# Neural Causal Models for Counterfactuals

This repository contains the code for the paper ["Neural Causal Models for Counterfactual Identification and Estimation"](https://arxiv.org/abs/2210.00035) by Kevin Xia, Yushu Pan, and Elias Bareinboim.

Disclaimer: This code is offered publicly with the MIT License, meaning that others can use it for any purpose, but we are not liable for any issues arising from the use of this code. Please cite our work if you found this code useful.

## Setup

```
python -m pip install -r requirements.txt
```

## Running the code

Both identification and estimation procedures can be run using the `main.py` file with the desired arguments entered.

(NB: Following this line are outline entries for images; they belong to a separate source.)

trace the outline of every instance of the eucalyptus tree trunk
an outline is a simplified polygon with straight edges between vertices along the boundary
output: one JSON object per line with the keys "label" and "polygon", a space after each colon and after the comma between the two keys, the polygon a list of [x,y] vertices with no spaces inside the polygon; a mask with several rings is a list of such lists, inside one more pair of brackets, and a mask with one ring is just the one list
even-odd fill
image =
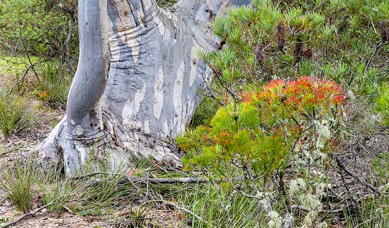
{"label": "eucalyptus tree trunk", "polygon": [[36,148],[72,175],[89,159],[113,170],[132,155],[180,167],[184,131],[211,71],[198,51],[220,49],[214,18],[249,0],[79,0],[80,57],[66,116]]}

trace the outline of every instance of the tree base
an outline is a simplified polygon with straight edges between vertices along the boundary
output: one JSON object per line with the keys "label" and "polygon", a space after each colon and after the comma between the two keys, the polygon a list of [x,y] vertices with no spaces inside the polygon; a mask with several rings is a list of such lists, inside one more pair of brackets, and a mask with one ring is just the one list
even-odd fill
{"label": "tree base", "polygon": [[114,172],[130,165],[134,157],[182,167],[182,156],[172,138],[128,129],[108,114],[102,116],[103,130],[91,137],[77,138],[68,134],[64,117],[49,136],[33,149],[38,153],[44,169],[63,166],[66,175],[72,176],[92,161],[103,163]]}

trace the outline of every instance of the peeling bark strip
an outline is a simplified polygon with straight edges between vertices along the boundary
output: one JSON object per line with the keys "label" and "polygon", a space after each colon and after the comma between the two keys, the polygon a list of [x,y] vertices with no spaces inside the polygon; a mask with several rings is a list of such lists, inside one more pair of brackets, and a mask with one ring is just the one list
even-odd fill
{"label": "peeling bark strip", "polygon": [[211,78],[196,53],[220,46],[208,12],[249,2],[181,0],[173,13],[155,0],[79,0],[79,65],[65,118],[35,149],[43,164],[63,156],[70,175],[92,156],[113,171],[131,154],[181,166],[173,139]]}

To run the identification experiments using the GAN-NCM, navigate to the base directory of the repository and run

```
python -m src.main <NAME> gan --lr 2e-5 --data-bs 256 --ncm-bs 256 --h-size 64 --u-size 2 --layer-norm --gan-mode wgangp --d-iters 1 --id-query <QUERY> -r 4 --max-lambda 1e-4 --min-lambda 1e-5 --max-query-iters 1000 --single-disc --gen-sigmoid --mc-sample-size 256 -G expl_set -t 20 -n 10000 -d <DIM> --gpu 0
```
where `<NAME>` is replaced with the name of the folder in which the results will be saved, `<QUERY>` is one of `ate`,
`ett`, `nde`, `ctfde`, depending on the query being identified, and `<DIM>` is the dimensionality of the Z variable
(1 or 16 in the paper).

The MLE-NCM can be run similarly using the command
```
python -m src.main <NAME> mle --full-batch --h-size 64 --id-query <QUERY> -r 4 --max-query-iters 1000 --mc-sample-size 10000 -G expl_set -t 20 -n 10000 -d <DIM> --gpu 0
```

Once completed, the results of the ID experiments can be aggregated into data files using the command
```
python -m src.experiment.id_data_process <DIR> <QUERY>
```
where `<DIR>` is the directory of the experiment folder, and `<QUERY>` is the query that is being identified in that
experiment. This will create a folder in that directory named `results` and add two files named `gap_results.csv`
and `kl_results.csv`.

When all queries are run for both the GAN and MLE method, move all results files to the same folder and rename them as
`<MODEL>_<DIM>_<QUERY>_gap_results.csv` and `<MODEL>_<DIM>_<QUERY>_kl_results.csv`, where `<MODEL>` refers to `gan` or
`mle`, and `<DIM>` refers to `1d` or `16d`. Finally, run
```
python -m src.experiment.id_grid_plot <DIR> expl --tau 0.05
```
where `<DIR>` is the folder will all results files. Plots will appear in a new `results` folder inside that directory.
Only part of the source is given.